加害者の小川はプロ野球選手時代に一定の数字を残し、引退後は7年間コーチを務めたにも関わらず、引退後に「『球界関係者としては前代未聞の強盗殺人』を犯したセンセーショナルな事件」として注目された[1]

概要[編集]

名投手からの暗転[編集]

野球選手として活躍した小川博は高校時代に投手として3回甲子園に出場し、「群玉(群馬の玉三郎)」と呼ばれ、甲子園のアイドルとなる。高校卒業後、青山学院大学へ進学して、青学大野球部の躍進に貢献。大学4年時にドラフト2位でロッテオリオンズに入団。1988年にはオールスターに出場し、5者連続三振を奪い、伝説の10.19の第1試合ではロッテの先発投手を務めた。この年は自身初の2ケタ勝利を挙げ、両リーグ最多の204奪三振を記録し、最多奪三振のタイトル創設のきっかけを作るなどの実績があったため、翌年の年俸は2200万円に倍増した[2]。しかし、1989年に肩を痛めてから[3]低迷し、1992年に現役を引退した。

1999年までコーチ、2000年から2002年まで編成担当の球団職員を務めた。しかし、かつて大金を稼いでいた頃の浪費癖や遊興費、携帯電話のアダルトサイト使用料で借金を重ね[4]、金融機関だけでなく、かなりの数の知人に金を借りたため、小川自身の信用を貶めた。また、小川は離婚していたため、養育費や慰謝料、住宅ローンなども抱え込み、さらに経済的に追い詰められるようになった。

2002年11月に借金催促が球団にも及んだことが理由で解雇され、球界を離れる。2003年1月に埼玉県産業廃棄物処理会社に就職、2003年4月に1750万円の借金を抱え自己破産をした[5]。同年10月、再婚した妻と2人の子どもとさいたま市の賃貸マンションに引っ越したが、ヤミ金融数社から借金していたことも発覚した[2]

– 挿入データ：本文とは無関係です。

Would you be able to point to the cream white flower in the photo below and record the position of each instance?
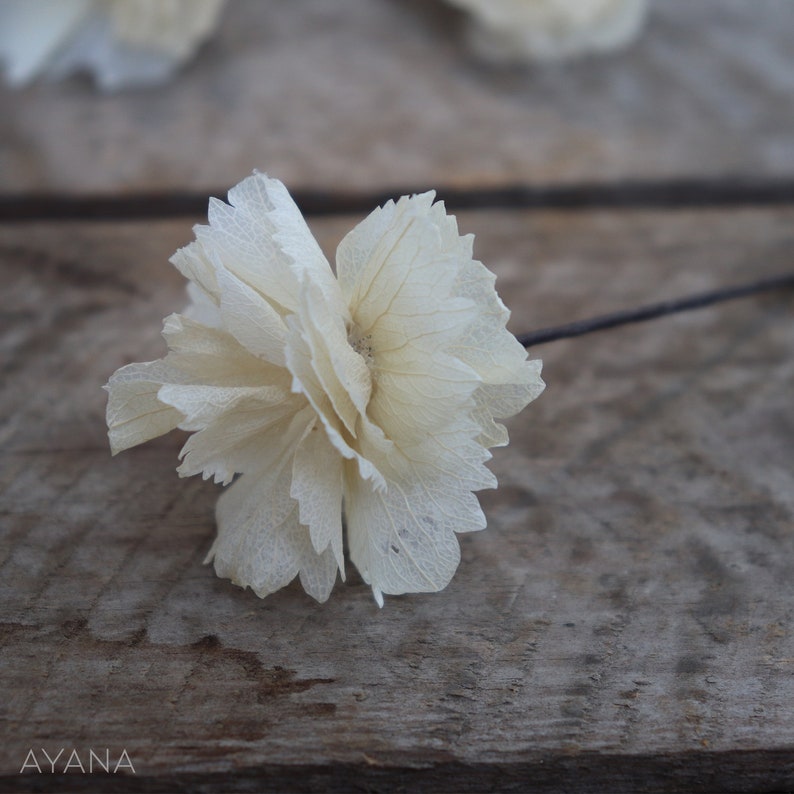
(515, 30)
(122, 42)
(374, 391)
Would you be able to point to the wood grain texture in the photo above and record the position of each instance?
(623, 624)
(368, 95)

2004年夏頃、小川がさいたま市の浦和グラウンド選手控室に入ってすぐに姿を消したことが頻繁に見られていた事があった、ロッテ関係者によれば同時期に選手の所持品(ロレックスの腕時計等)やクレジットカードが無くなる事件が頻繁に見られ、窃盗の被害届が増えた事から「小川が犯人ではないか?」と噂になっていた[6]

強盗殺人[編集]

2004年11月18日午後6時30分、小川は当日中に返済が必要な3万円の金策のために上尾市にある勤務先の産廃処理会社の会長宅を尋ねた。会長は留守であったため、住み込みで働いていた家政婦の67歳女性が応対。小川は女性に金の無心をした[5]。しかし、同年8月に会長宅で室内が荒らされる事件や[7]同年11月に社員寮で50万円が盗まれる事件が発生しており、どちらも状況から社内の人間の犯行が疑われ、借金のある小川も疑いを受けていた。

女性は小川の依頼を断ろうとしたが、小川は土下座をして3万円を借りようとした。それでも女性が断ったことに逆上し、突き飛ばして気絶させた[2]。小川は居間から現金175万円を奪い[7]、更にその発覚を恐れて、気を失った女性を車に乗せ、約3km先の桶川市内の旧荒川に投げ入れた[8]。その後、奪った現金でヤミ金一社からの借金十数万円を返済した[5]

逮捕・裁判[編集]

2日後の11月20日に川で釣りをしていた男性が女性の水死体を発見、警察は遺体の状況から殺人事件として捜査した。女性水死体の身元の判明と「事件現場で女性を車で運ぶ大柄な男を見かけた」という目撃証言から、小川が容疑者として浮上していた[5]

小川は約1か月後の12月21日埼玉県警上尾警察署強盗殺人の容疑で逮捕された[5]。なお、産廃処理会社は逮捕前日に解雇されていた[7]。明けて2005年1月11日に起訴される[9]も、同年2月28日の初公判では殺意を否認した[10]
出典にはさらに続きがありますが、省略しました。